European Philosophy

We’re everything European philosophy can be in the UK. We’re all it can be. Stunted. Like some dwarf species. Like some inbred species. Crabbed. Bad tempered. Unable to thrive.

These aren’t the right conditions for it, European philosophy. The soil of empiricism. And industrialism. And financial capitalism.

 

We’re its best ambassadors, European philosophy. The best it can be under these circumstances. In these times! In this place!

We’re it’s final, withered form, European philosophy. Pitiful, really. Embarrassing, really.

This is what it’s come to! And on this campus! Which is, by itself, the very opposite of European philosophy!

 

Oh I’m sure European philosophy it’s perfectly fine on the actual continent. In actual Europe. I’m sure it’s thriving over there. Pressing up to new heights and so on. But here? In the UK?

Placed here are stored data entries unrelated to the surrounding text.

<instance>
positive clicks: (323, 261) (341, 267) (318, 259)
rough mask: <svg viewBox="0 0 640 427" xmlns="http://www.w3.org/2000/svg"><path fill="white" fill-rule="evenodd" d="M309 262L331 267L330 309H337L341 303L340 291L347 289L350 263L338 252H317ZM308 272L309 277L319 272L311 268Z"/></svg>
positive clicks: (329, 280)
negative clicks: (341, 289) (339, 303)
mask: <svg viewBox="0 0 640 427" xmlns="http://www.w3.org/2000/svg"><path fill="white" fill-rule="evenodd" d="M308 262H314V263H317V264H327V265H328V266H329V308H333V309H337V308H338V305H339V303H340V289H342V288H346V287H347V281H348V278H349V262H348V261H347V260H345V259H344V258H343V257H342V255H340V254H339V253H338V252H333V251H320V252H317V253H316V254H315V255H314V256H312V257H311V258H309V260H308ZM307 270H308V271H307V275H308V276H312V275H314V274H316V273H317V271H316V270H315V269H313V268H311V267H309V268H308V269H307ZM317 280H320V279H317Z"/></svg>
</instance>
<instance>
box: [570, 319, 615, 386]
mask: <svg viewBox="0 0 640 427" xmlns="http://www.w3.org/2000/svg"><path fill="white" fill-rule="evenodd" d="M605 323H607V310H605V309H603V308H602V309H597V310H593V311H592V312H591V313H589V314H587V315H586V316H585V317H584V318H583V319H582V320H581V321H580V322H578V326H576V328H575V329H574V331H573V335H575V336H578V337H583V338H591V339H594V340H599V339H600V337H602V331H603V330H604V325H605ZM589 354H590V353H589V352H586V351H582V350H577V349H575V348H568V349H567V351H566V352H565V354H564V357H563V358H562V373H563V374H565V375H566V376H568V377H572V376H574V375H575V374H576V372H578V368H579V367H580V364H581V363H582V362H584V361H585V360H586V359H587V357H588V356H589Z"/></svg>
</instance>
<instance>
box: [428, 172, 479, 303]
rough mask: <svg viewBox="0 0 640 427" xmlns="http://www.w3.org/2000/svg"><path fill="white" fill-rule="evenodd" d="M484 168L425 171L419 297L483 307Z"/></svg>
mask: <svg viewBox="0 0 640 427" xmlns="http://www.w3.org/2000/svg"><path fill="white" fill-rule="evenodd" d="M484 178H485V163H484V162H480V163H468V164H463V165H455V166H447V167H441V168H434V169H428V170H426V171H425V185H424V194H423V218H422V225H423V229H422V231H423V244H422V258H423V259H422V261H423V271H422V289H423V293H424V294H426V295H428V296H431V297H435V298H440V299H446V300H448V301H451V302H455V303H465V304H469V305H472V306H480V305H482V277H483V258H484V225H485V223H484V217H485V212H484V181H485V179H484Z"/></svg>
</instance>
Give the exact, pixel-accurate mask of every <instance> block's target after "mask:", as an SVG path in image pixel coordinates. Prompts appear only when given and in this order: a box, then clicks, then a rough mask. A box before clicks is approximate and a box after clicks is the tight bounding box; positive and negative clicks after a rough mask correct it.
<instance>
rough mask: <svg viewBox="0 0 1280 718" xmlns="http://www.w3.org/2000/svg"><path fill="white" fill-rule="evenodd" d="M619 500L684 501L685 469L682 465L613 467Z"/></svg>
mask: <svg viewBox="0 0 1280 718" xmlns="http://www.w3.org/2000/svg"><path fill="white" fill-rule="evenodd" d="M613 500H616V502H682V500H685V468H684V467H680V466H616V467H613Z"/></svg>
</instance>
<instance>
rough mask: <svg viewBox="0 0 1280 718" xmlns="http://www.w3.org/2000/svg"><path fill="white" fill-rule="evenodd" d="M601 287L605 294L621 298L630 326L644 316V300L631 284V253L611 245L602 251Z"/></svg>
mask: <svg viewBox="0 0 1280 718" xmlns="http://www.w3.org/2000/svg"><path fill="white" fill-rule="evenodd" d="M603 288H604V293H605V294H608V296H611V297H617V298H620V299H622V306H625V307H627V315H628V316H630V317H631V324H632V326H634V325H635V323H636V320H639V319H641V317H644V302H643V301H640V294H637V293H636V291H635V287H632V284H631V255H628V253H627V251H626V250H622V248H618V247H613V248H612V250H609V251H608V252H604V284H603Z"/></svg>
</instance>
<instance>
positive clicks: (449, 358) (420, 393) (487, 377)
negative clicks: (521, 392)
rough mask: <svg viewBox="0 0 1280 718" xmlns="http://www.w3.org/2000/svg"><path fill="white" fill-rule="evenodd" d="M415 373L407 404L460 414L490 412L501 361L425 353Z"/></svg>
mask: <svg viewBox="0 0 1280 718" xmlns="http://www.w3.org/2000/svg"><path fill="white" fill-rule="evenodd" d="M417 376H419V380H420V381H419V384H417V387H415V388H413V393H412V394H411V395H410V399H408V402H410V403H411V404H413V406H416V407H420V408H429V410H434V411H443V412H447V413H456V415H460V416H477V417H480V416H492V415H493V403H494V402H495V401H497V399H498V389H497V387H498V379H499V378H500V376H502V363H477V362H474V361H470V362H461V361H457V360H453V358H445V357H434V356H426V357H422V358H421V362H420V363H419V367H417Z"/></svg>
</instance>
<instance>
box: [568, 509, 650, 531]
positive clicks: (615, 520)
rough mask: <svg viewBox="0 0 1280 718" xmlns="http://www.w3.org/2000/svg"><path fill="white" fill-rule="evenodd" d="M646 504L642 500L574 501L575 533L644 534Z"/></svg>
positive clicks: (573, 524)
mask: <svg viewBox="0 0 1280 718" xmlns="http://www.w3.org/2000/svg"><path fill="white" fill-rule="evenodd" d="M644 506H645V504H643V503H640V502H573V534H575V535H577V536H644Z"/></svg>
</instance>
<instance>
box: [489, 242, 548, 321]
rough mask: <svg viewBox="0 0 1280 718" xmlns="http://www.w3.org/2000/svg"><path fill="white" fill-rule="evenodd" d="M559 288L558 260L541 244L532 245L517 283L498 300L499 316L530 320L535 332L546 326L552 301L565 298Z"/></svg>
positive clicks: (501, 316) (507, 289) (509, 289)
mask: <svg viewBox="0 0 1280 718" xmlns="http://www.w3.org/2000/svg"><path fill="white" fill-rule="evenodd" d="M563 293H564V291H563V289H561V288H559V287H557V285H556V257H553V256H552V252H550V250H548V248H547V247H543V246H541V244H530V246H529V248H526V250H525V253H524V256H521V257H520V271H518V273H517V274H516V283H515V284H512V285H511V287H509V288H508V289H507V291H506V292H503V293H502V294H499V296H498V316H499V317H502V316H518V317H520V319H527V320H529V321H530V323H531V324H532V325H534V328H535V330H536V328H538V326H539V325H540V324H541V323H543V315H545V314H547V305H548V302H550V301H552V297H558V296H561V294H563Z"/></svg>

We do some things well: pop music. Film, sometimes. We do some things badly: philosophy. High culture in general. Intellectual stuff.

We embarrass ourselves when we try! It doesn’t suit us. We’re of the wrong temperament. We have no breadth of culture. No references. We don’t know very much. We’re not schooled in the greats, not really.

We have no reverence. Nothing’s sacred for us. We let it all go, if we ever had it, a long time ago. We don’t value it. We don’t know how to.

 Oh sometimes we’re possessed by mad enthusiasms for European philosophy. But when we read it, we inevitably reduce it. When we secondary-commentate on it, we turn it into nothing. When we start our own European philosophy thought movements, they’re inevitably embarrassing. Backward. Fumbling.

Do pop music and comment on pop music. Forget philosophy! Forget high culture. Forget intellectual stuff!